Hofer’s fiancée, Marta Danylyk, a native of Ukraine, wept quietly, sitting close to his mother, Sonja, and his father, Helmut.
“He went to Texas to make a good life, but once you put a shield on your chest, you’re always in danger,” Pat Lynch, head of New York’s Patrolmen’s Benevolent Association, said after the service.
The 29-year-old Brooklyn native was killed Tuesday while responding to reports of shots fired in a Euless park. As he and his partner approached, the gunman opened fire, mortally wounding Hofer. His partner returned fire, killing the assailant that authorities suspected was high on methamphetamine.
A New York University graduate, Hofer spent five years working in New York’s Ninth Precinct in the East Village. He left two years ago for Euless, whose police department has welcomed several former NYPD officers to its ranks.
Hofer recently bought a house with his fiancée. He had proposed to her in uniform, devising a surprise plan while she rode with him in a police vehicle, friends told The Dallas Morning News.

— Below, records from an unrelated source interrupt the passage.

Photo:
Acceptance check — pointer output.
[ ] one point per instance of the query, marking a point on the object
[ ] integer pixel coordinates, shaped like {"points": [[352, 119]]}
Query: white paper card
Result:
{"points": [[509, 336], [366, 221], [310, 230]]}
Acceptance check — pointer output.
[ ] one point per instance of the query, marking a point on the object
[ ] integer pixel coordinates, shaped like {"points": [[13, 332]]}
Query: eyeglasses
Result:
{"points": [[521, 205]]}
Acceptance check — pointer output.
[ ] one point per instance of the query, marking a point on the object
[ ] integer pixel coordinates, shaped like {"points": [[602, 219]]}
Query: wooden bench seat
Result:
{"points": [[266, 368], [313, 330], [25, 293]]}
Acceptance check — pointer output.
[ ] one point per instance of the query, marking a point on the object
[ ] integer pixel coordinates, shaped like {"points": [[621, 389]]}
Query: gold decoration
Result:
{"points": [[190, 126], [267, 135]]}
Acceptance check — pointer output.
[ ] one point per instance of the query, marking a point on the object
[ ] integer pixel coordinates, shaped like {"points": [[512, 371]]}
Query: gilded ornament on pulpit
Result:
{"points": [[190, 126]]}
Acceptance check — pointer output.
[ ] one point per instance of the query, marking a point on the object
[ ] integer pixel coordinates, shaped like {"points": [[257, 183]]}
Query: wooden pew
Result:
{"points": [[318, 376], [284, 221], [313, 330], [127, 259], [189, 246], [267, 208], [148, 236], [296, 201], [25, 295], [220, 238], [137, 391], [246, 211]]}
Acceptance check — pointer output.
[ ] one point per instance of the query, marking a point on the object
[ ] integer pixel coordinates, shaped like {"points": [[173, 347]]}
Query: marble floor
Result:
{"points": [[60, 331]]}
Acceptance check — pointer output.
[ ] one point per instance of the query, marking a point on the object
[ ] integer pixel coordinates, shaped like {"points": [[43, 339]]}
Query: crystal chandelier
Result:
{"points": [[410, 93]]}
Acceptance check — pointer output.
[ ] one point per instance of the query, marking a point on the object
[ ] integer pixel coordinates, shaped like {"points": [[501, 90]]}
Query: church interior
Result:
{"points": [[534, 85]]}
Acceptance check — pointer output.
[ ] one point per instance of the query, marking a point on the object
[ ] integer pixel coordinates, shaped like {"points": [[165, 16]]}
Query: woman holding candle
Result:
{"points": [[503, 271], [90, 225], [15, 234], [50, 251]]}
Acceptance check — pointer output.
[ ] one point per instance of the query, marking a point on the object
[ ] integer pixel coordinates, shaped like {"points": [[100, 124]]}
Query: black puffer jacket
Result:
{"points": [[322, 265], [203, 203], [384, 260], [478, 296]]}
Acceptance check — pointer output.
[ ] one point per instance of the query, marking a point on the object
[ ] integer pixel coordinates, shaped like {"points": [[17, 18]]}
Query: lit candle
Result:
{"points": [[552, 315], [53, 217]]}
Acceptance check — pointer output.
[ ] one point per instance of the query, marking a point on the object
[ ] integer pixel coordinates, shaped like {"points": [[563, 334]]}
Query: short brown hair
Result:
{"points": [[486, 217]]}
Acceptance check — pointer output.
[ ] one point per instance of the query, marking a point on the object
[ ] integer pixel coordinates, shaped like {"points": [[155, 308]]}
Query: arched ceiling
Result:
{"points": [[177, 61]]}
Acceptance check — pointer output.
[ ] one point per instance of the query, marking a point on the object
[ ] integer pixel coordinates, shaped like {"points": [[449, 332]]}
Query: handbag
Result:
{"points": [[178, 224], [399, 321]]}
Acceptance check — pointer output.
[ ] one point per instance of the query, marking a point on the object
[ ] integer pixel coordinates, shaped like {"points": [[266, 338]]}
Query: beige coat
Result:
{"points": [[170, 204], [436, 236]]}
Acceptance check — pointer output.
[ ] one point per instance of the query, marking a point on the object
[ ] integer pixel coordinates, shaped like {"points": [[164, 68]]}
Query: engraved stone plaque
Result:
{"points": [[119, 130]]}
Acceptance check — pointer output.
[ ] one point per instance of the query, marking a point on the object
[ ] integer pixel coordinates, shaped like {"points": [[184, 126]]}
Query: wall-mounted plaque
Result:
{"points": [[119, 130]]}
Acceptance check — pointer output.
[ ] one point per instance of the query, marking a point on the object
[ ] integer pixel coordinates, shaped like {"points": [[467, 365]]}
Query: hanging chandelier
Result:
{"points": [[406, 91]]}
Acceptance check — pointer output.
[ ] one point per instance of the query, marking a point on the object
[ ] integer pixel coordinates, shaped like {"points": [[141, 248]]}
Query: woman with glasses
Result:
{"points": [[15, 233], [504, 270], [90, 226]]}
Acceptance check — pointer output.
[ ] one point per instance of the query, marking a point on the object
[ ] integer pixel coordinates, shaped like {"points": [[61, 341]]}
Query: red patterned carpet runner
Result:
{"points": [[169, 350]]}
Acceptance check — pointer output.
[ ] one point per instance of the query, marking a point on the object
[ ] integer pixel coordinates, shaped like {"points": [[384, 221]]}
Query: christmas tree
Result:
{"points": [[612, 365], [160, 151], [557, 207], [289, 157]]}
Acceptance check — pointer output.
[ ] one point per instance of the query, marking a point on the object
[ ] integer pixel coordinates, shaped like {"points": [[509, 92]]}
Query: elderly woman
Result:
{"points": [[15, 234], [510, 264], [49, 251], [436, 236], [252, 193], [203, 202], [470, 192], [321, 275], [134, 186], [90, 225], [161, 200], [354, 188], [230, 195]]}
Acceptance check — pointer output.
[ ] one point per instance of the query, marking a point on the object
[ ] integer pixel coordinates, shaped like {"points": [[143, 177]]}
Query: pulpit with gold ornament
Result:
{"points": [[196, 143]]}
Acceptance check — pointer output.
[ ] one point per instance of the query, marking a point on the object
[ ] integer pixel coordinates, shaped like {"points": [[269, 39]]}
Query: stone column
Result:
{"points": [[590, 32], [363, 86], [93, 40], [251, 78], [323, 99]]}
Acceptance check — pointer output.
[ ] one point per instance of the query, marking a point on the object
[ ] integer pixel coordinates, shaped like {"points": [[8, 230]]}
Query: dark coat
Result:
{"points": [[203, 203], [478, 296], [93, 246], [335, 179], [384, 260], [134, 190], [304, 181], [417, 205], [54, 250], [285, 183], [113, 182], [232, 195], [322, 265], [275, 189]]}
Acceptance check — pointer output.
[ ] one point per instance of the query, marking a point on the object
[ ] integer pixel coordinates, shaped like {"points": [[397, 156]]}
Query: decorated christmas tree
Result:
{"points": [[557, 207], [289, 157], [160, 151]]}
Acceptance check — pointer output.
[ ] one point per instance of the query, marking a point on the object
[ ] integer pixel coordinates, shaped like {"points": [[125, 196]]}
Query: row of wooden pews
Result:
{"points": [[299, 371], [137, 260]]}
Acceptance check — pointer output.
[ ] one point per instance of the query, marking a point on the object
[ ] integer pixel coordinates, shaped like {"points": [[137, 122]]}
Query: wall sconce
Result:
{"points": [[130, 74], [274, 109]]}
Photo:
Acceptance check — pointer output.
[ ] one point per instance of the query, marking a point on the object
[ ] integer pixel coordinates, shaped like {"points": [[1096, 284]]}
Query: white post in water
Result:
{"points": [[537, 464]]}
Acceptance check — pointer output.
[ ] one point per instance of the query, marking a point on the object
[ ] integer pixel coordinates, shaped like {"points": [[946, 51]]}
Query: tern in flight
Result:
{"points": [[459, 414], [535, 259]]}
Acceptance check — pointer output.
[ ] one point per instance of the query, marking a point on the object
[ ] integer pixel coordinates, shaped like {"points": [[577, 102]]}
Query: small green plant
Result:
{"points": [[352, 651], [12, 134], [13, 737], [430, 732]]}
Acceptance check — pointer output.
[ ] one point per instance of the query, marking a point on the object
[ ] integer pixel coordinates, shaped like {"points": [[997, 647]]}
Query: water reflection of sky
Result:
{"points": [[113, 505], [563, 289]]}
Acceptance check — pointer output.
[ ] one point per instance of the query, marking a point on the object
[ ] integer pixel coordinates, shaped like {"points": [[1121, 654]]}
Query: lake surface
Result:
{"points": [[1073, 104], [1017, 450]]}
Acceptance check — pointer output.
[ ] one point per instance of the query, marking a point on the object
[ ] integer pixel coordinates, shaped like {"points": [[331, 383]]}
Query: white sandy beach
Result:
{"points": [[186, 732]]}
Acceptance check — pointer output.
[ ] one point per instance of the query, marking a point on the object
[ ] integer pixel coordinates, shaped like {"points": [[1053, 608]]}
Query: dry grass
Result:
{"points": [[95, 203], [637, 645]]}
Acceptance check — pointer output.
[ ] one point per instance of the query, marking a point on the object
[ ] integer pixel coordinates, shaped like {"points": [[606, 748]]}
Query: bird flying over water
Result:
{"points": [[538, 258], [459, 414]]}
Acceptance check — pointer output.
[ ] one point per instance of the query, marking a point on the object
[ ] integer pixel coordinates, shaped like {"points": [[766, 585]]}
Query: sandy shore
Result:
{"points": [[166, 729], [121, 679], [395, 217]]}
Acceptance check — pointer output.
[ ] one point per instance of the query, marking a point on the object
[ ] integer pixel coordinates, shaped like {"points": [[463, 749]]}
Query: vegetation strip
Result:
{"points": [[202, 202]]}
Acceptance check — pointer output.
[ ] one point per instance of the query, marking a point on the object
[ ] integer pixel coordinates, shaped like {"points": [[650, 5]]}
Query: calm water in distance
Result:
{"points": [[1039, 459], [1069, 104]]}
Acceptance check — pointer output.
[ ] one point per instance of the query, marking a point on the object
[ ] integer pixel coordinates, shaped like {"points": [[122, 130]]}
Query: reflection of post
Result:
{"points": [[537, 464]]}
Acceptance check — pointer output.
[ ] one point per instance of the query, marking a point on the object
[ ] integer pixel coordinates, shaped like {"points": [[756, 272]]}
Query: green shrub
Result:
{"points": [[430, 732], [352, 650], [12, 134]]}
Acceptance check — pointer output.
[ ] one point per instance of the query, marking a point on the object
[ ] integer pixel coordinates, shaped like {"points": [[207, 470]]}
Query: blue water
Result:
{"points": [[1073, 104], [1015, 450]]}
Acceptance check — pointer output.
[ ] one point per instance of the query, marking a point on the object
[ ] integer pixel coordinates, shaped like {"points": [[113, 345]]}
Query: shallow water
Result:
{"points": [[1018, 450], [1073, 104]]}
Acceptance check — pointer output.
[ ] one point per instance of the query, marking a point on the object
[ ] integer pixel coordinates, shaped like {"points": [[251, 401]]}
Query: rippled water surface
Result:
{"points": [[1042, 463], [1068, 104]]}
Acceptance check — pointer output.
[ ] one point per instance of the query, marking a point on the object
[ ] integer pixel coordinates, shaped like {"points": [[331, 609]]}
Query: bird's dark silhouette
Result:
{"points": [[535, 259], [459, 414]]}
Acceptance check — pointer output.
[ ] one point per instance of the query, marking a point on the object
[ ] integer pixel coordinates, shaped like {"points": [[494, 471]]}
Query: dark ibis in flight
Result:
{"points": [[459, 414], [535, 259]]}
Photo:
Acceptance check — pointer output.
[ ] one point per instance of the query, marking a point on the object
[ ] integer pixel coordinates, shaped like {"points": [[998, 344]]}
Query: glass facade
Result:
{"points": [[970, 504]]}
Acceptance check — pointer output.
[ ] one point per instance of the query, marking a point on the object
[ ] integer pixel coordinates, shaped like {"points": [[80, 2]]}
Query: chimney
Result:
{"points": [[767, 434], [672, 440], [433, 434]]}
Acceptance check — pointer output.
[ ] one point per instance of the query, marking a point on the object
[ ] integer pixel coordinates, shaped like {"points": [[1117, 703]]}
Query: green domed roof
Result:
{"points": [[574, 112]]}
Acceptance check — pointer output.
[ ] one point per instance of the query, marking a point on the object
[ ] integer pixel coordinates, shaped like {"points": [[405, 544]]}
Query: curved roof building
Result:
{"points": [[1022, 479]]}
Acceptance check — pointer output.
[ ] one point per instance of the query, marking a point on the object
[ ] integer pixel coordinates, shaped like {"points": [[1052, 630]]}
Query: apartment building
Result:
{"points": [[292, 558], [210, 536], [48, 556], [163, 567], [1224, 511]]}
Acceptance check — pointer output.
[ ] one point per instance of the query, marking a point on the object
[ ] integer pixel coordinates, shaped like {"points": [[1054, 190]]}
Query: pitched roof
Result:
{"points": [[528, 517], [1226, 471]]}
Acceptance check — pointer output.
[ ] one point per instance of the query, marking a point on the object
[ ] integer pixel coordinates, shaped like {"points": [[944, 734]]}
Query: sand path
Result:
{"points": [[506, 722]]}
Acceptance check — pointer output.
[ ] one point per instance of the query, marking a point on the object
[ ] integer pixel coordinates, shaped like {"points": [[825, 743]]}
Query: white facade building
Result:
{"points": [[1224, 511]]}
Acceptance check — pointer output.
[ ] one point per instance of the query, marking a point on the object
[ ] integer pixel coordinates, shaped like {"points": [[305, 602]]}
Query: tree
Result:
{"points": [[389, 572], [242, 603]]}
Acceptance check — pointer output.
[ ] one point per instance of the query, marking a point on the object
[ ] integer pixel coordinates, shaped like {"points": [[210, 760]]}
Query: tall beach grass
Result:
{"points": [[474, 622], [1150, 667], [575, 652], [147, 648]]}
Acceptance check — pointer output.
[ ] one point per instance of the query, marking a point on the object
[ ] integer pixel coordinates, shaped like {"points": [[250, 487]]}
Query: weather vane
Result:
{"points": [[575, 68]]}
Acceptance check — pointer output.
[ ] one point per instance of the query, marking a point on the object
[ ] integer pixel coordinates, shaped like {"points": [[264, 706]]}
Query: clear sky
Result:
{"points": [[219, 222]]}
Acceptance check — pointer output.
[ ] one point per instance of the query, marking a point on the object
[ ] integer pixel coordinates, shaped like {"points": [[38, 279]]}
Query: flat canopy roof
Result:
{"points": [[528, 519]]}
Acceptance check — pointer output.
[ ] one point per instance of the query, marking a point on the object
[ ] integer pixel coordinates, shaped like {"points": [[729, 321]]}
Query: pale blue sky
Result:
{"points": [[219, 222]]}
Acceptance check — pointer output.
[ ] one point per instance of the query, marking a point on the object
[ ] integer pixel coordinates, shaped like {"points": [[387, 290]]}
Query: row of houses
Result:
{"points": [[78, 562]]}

He pretended to respond to a report of a suspicious van. Instead, friends and family leaped out of the van as he dropped to his knee and asked for her hand.
On a sunny Monday morning in New York, the lone bagpiped sound of “Amazing Grace” rang over Fifth Avenue as Hofer’s remains were carried out of the cathedral, the seat of New York’s Roman Catholic archdiocese.
Monsignor Robert Ritchie, who presided over the Mass, summed up Hofer’s life in three words from the pulpit: “Respect, honor, love.”